Using DiscreteMarkovChain with batch dimensions and data of different lengths

Hi. I’m trying to model experimental data for multiple participants using a hidden Markov model based on pymc-extras’ DiscreteMarkovChain. I have a working model which uses a for loop to create a DiscreteMarkovChain distribution, emission matrix, and observed data for each participant, but it seems like quite an unweildly solution. I’d like to simply use batched dimensions like I would in other models, but each participant has seen a different number of trials, which means that each has a different length Markov chain.

The only solution I’ve been able to think of is to pad each vector up to the length of the longest, but the parameter I’m interested in is the transition probability, and the padded values would alter the transition probabilities (by either transitioning more or less than the participant themselves). Is there an elegant way to solve this problem, or should I stick with my for loop?

For this you can define your own distribution with CustomDist.

def dist(init_state, transition_p, end_t, size):
    def step(t, state_tm1, transition_p, end_t):
        state_t = pm.Categorical.dist(p=transition_p[state_tm1])

        # If t >= end_t, we encode as -1
        # We need to use a DiracDelta for PyMC to accept the logp from a `where`
        end_state = pm.DiracDelta.dist(-1, shape=state_t.shape)
        state_t = pt.where(t >= end_t, end_state, state_t)

        return state_t, pm.pytensorf.collect_default_updates(state_t)

    states, _ = pytensor.scan(
        fn=step,
        sequences=[pt.arange(end_t.max())],
        outputs_info=[init_state],
        non_sequences=[transition_p, end_t],
        strict=True,
    )
    return states


with pm.Model() as m:
    transition_p = pm.Dirichlet("transition_p", a=np.ones(3), shape=(3, 3))  # 3x3 transition matrix

    init_state = pt.as_tensor([0, 0, 0, 0, 0])  # Could be a prior
    end_t = pt.as_tensor([10, 15, 20, 12, 8])  # Observed 10, 15, 20, ... trials, respectively
    max_t = end_t.max()

    y = pm.CustomDist(
        "y",
        init_state,
        transition_p,
        end_t,
        dist=dist,
        shape=(end_t.shape[0], max_t),
    )

I assumed data was padded with -1, but you can do whatever encoding you want.

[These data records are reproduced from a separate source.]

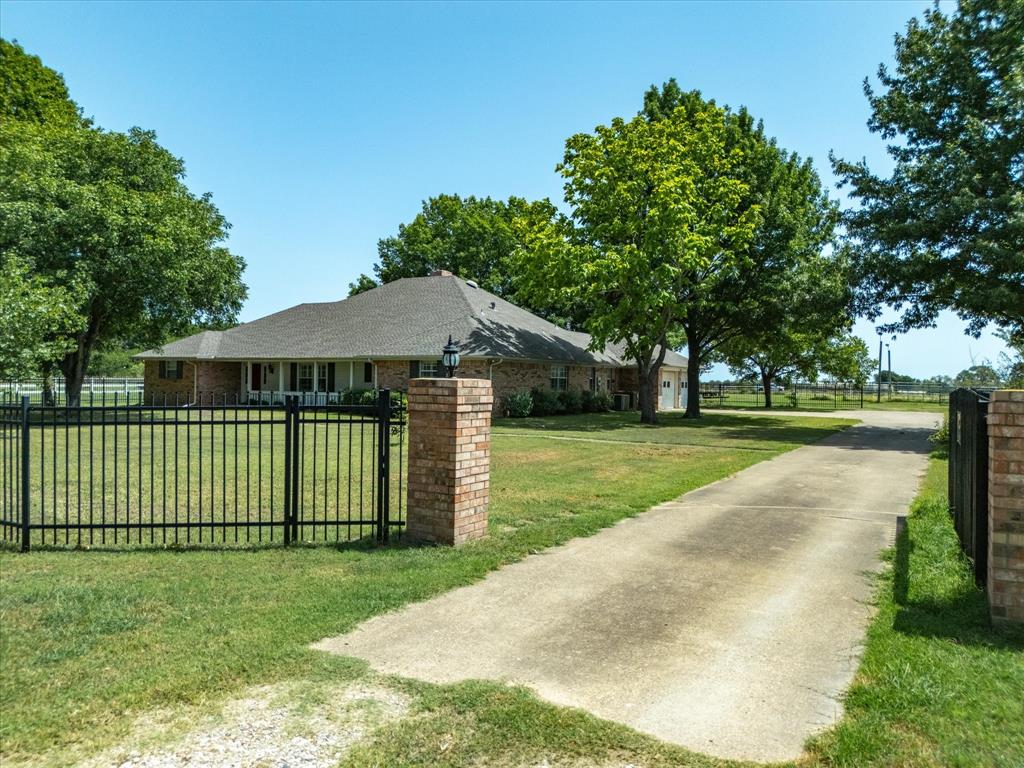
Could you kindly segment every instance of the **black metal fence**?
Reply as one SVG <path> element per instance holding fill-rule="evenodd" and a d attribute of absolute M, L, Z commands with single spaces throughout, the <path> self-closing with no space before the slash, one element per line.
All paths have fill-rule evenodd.
<path fill-rule="evenodd" d="M 957 389 L 949 396 L 949 505 L 978 584 L 985 583 L 988 569 L 989 394 Z"/>
<path fill-rule="evenodd" d="M 212 400 L 212 398 L 211 398 Z M 386 541 L 405 411 L 372 405 L 0 405 L 0 533 L 31 546 Z"/>
<path fill-rule="evenodd" d="M 863 408 L 875 402 L 943 404 L 950 390 L 923 384 L 883 384 L 879 391 L 870 385 L 795 383 L 773 386 L 770 392 L 758 384 L 704 384 L 700 388 L 701 405 L 713 408 L 772 408 L 800 410 L 842 410 Z M 898 406 L 897 406 L 898 407 Z"/>
<path fill-rule="evenodd" d="M 845 384 L 795 384 L 765 392 L 755 384 L 709 384 L 701 387 L 701 404 L 714 408 L 862 408 L 864 390 Z"/>

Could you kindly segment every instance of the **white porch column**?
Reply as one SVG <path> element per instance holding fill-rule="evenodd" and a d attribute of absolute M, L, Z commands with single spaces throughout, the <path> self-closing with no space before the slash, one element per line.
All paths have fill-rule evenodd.
<path fill-rule="evenodd" d="M 348 361 L 348 388 L 349 389 L 352 389 L 352 381 L 353 381 L 353 379 L 352 379 L 352 376 L 353 376 L 352 369 L 354 367 L 355 367 L 355 363 L 353 363 L 351 360 L 349 360 Z"/>
<path fill-rule="evenodd" d="M 317 383 L 318 383 L 318 379 L 319 379 L 319 376 L 318 376 L 319 371 L 317 370 L 317 367 L 318 367 L 317 366 L 317 362 L 316 362 L 316 360 L 314 360 L 313 361 L 313 394 L 314 395 L 317 393 Z M 316 398 L 314 397 L 313 400 L 315 402 Z"/>

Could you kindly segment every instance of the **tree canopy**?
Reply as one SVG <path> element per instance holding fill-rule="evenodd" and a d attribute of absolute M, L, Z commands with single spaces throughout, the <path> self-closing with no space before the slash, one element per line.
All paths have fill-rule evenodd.
<path fill-rule="evenodd" d="M 778 378 L 815 379 L 826 373 L 844 381 L 862 381 L 859 340 L 848 336 L 847 262 L 839 255 L 812 250 L 765 273 L 770 282 L 762 286 L 758 301 L 748 302 L 749 322 L 718 349 L 733 375 L 759 379 L 769 408 L 772 384 Z"/>
<path fill-rule="evenodd" d="M 987 363 L 965 368 L 954 381 L 958 387 L 998 387 L 1003 383 L 999 371 Z"/>
<path fill-rule="evenodd" d="M 896 38 L 882 90 L 865 80 L 868 128 L 886 140 L 889 176 L 832 158 L 859 206 L 845 225 L 867 306 L 891 326 L 929 326 L 952 309 L 977 335 L 1024 336 L 1024 3 L 938 4 Z M 877 316 L 877 309 L 874 310 Z"/>
<path fill-rule="evenodd" d="M 210 195 L 189 191 L 153 132 L 66 121 L 78 109 L 63 81 L 17 46 L 5 44 L 4 68 L 17 98 L 0 124 L 0 251 L 32 284 L 74 286 L 83 323 L 53 361 L 74 402 L 99 344 L 156 345 L 233 321 L 244 262 L 222 245 L 228 224 Z"/>
<path fill-rule="evenodd" d="M 651 122 L 686 120 L 704 105 L 714 102 L 672 79 L 651 86 L 641 114 Z M 737 158 L 730 173 L 744 190 L 738 209 L 756 209 L 758 216 L 742 252 L 716 268 L 713 280 L 701 276 L 699 300 L 688 302 L 679 317 L 691 392 L 699 391 L 700 371 L 714 360 L 749 360 L 756 348 L 765 370 L 803 365 L 823 338 L 850 323 L 846 265 L 829 249 L 838 210 L 810 160 L 778 147 L 745 108 L 726 108 L 723 115 L 725 147 Z M 798 306 L 791 299 L 801 293 Z M 813 313 L 818 327 L 802 323 L 801 313 Z M 687 415 L 699 414 L 699 398 L 689 398 Z"/>
<path fill-rule="evenodd" d="M 530 231 L 531 294 L 588 307 L 592 344 L 621 344 L 637 366 L 641 420 L 672 331 L 738 268 L 758 221 L 743 207 L 742 153 L 726 114 L 701 102 L 666 119 L 616 118 L 566 142 L 558 171 L 571 214 Z"/>
<path fill-rule="evenodd" d="M 349 295 L 403 277 L 425 277 L 447 270 L 475 281 L 484 290 L 518 304 L 560 325 L 578 322 L 568 308 L 541 304 L 521 290 L 513 261 L 524 247 L 522 223 L 549 223 L 556 215 L 548 200 L 520 197 L 438 195 L 423 202 L 422 210 L 398 234 L 377 243 L 376 279 L 360 275 Z"/>
<path fill-rule="evenodd" d="M 0 38 L 0 120 L 85 124 L 64 78 L 17 42 Z"/>

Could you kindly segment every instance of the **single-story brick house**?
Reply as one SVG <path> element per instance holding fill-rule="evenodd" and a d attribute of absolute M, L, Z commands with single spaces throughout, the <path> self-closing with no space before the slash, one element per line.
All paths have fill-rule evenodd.
<path fill-rule="evenodd" d="M 300 395 L 329 403 L 350 390 L 404 390 L 410 378 L 443 376 L 449 334 L 462 355 L 456 375 L 490 379 L 498 413 L 505 395 L 533 387 L 624 393 L 636 403 L 636 368 L 620 350 L 590 351 L 587 334 L 443 271 L 203 331 L 136 359 L 145 363 L 147 400 L 281 402 Z M 685 357 L 666 352 L 660 390 L 659 408 L 686 406 Z"/>

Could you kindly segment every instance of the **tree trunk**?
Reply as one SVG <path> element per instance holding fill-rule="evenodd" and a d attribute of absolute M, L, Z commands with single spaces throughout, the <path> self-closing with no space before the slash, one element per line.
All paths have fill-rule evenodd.
<path fill-rule="evenodd" d="M 61 373 L 64 374 L 64 395 L 68 405 L 74 407 L 81 403 L 82 382 L 85 381 L 85 365 L 80 352 L 71 352 L 61 360 Z"/>
<path fill-rule="evenodd" d="M 658 411 L 654 402 L 654 381 L 658 378 L 660 365 L 649 365 L 644 371 L 641 366 L 636 367 L 637 381 L 640 382 L 640 423 L 657 424 Z"/>
<path fill-rule="evenodd" d="M 690 390 L 686 398 L 686 414 L 684 418 L 700 418 L 700 344 L 696 337 L 687 330 L 686 354 L 686 386 Z"/>
<path fill-rule="evenodd" d="M 53 395 L 53 369 L 47 367 L 43 370 L 43 405 L 52 406 L 56 402 Z"/>
<path fill-rule="evenodd" d="M 764 407 L 772 407 L 772 380 L 775 378 L 774 374 L 768 373 L 767 371 L 761 371 L 761 386 L 764 387 Z"/>
<path fill-rule="evenodd" d="M 60 370 L 64 374 L 64 396 L 69 406 L 77 406 L 82 400 L 82 383 L 85 372 L 89 368 L 89 357 L 92 355 L 96 338 L 99 335 L 99 324 L 90 320 L 89 327 L 78 337 L 78 346 L 60 361 Z"/>

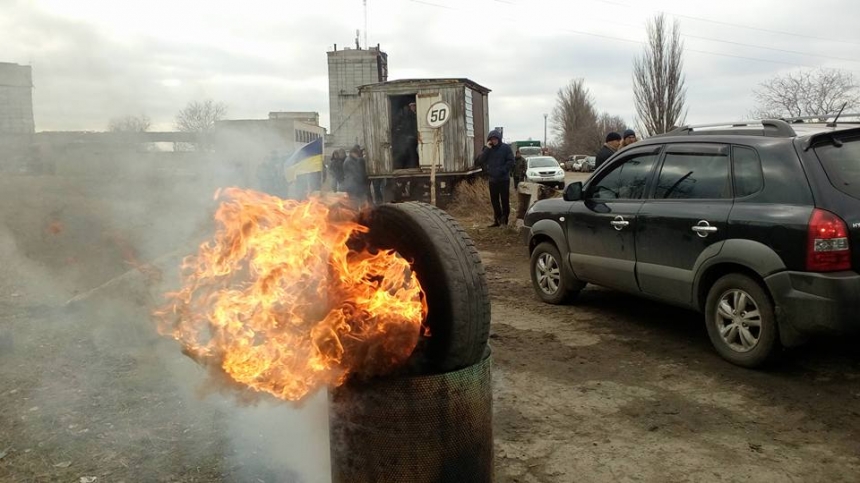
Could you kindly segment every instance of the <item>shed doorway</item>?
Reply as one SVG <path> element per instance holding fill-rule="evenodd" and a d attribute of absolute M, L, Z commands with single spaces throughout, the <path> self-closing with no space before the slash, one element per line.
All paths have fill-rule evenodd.
<path fill-rule="evenodd" d="M 415 97 L 415 94 L 389 96 L 393 169 L 417 169 L 420 167 Z"/>

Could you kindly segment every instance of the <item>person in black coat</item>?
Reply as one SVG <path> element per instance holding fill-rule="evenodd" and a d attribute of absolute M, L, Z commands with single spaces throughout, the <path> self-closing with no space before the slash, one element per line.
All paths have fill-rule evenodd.
<path fill-rule="evenodd" d="M 418 116 L 415 103 L 410 102 L 395 120 L 394 169 L 417 168 L 418 164 Z"/>
<path fill-rule="evenodd" d="M 594 156 L 594 169 L 600 167 L 601 164 L 606 162 L 607 159 L 611 158 L 613 154 L 618 151 L 618 148 L 621 146 L 621 135 L 617 132 L 611 132 L 606 135 L 606 142 L 601 146 L 600 150 L 597 151 L 597 154 Z"/>
<path fill-rule="evenodd" d="M 514 153 L 502 142 L 502 133 L 490 131 L 487 145 L 478 159 L 490 178 L 490 203 L 495 219 L 491 227 L 507 226 L 511 214 L 511 170 L 514 169 Z"/>
<path fill-rule="evenodd" d="M 343 184 L 341 190 L 349 195 L 356 206 L 364 206 L 368 199 L 367 167 L 362 157 L 361 147 L 353 146 L 343 162 Z"/>
<path fill-rule="evenodd" d="M 517 189 L 520 182 L 525 181 L 527 168 L 528 161 L 520 154 L 520 150 L 517 149 L 514 155 L 514 189 Z"/>

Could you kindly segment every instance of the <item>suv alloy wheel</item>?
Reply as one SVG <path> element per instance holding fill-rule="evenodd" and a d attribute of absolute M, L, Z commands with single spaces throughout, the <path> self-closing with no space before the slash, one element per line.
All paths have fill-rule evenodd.
<path fill-rule="evenodd" d="M 568 287 L 561 255 L 550 242 L 535 247 L 530 268 L 535 293 L 546 303 L 562 304 L 573 299 L 581 289 Z"/>
<path fill-rule="evenodd" d="M 705 305 L 711 343 L 729 362 L 758 367 L 779 349 L 773 302 L 750 277 L 733 273 L 711 287 Z"/>

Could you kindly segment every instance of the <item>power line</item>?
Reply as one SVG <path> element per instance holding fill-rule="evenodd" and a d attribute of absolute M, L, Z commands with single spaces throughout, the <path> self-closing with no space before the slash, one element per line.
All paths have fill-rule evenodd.
<path fill-rule="evenodd" d="M 634 8 L 634 5 L 630 5 L 630 4 L 624 3 L 624 2 L 617 2 L 617 1 L 613 1 L 613 0 L 593 0 L 593 1 L 597 1 L 600 3 L 606 3 L 609 5 Z M 654 10 L 652 10 L 652 12 L 653 11 Z M 842 40 L 842 39 L 831 39 L 831 38 L 825 38 L 825 37 L 816 37 L 813 35 L 804 35 L 804 34 L 798 34 L 798 33 L 793 33 L 793 32 L 784 32 L 782 30 L 766 29 L 763 27 L 755 27 L 752 25 L 742 25 L 742 24 L 737 24 L 737 23 L 732 23 L 732 22 L 724 22 L 721 20 L 711 20 L 709 18 L 695 17 L 692 15 L 682 15 L 682 14 L 666 12 L 666 11 L 662 11 L 662 10 L 661 10 L 661 12 L 666 13 L 668 15 L 671 15 L 673 17 L 686 18 L 689 20 L 697 20 L 699 22 L 708 22 L 708 23 L 713 23 L 713 24 L 717 24 L 717 25 L 726 25 L 729 27 L 737 27 L 737 28 L 742 28 L 742 29 L 755 30 L 758 32 L 767 32 L 767 33 L 771 33 L 771 34 L 787 35 L 790 37 L 800 37 L 800 38 L 804 38 L 804 39 L 823 40 L 825 42 L 837 42 L 837 43 L 841 43 L 841 44 L 860 45 L 860 42 L 853 41 L 853 40 Z"/>
<path fill-rule="evenodd" d="M 505 0 L 505 1 L 495 0 L 495 1 L 500 2 L 500 3 L 506 3 L 508 5 L 518 5 L 513 0 Z M 612 0 L 598 0 L 598 1 L 601 1 L 602 3 L 610 4 L 610 5 L 629 7 L 629 5 L 627 5 L 627 4 L 624 4 L 621 2 L 614 2 Z M 673 15 L 673 14 L 669 14 L 669 15 Z M 675 16 L 679 16 L 679 15 L 675 15 Z M 631 23 L 622 23 L 622 22 L 618 22 L 616 20 L 610 21 L 610 20 L 605 20 L 605 19 L 601 19 L 601 18 L 596 18 L 594 20 L 597 20 L 597 21 L 603 22 L 603 23 L 608 23 L 611 25 L 623 25 L 623 26 L 633 27 L 633 28 L 640 28 L 641 27 L 641 25 L 635 25 L 635 24 L 631 24 Z M 697 40 L 705 40 L 708 42 L 718 42 L 718 43 L 722 43 L 722 44 L 737 45 L 740 47 L 753 47 L 756 49 L 770 50 L 773 52 L 782 52 L 782 53 L 786 53 L 786 54 L 795 54 L 795 55 L 803 55 L 803 56 L 807 56 L 807 57 L 818 57 L 818 58 L 822 58 L 822 59 L 860 63 L 860 59 L 852 59 L 852 58 L 848 58 L 848 57 L 837 57 L 834 55 L 827 55 L 827 54 L 817 54 L 815 52 L 802 52 L 802 51 L 798 51 L 798 50 L 780 49 L 780 48 L 776 48 L 776 47 L 767 47 L 765 45 L 756 45 L 756 44 L 748 44 L 748 43 L 744 43 L 744 42 L 736 42 L 733 40 L 715 39 L 712 37 L 703 37 L 700 35 L 690 35 L 690 34 L 686 34 L 686 33 L 681 33 L 681 37 L 690 38 L 690 39 L 697 39 Z"/>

Colab notebook with full code and parameter recovery: Google Colab

This model seems to run fast with the numba backend (bleeding versions of pymc/pytensor) but whether it scales to your data or not I don’t know. Let me know if you find this approach to be much slower than the “wrong” one using the DiscreteMarkovChain from pymc-extras

You can read more about using CustomDist to define timeseries: Time Series Models Derived From a Generative Graph — PyMC example gallery

Thank you so much!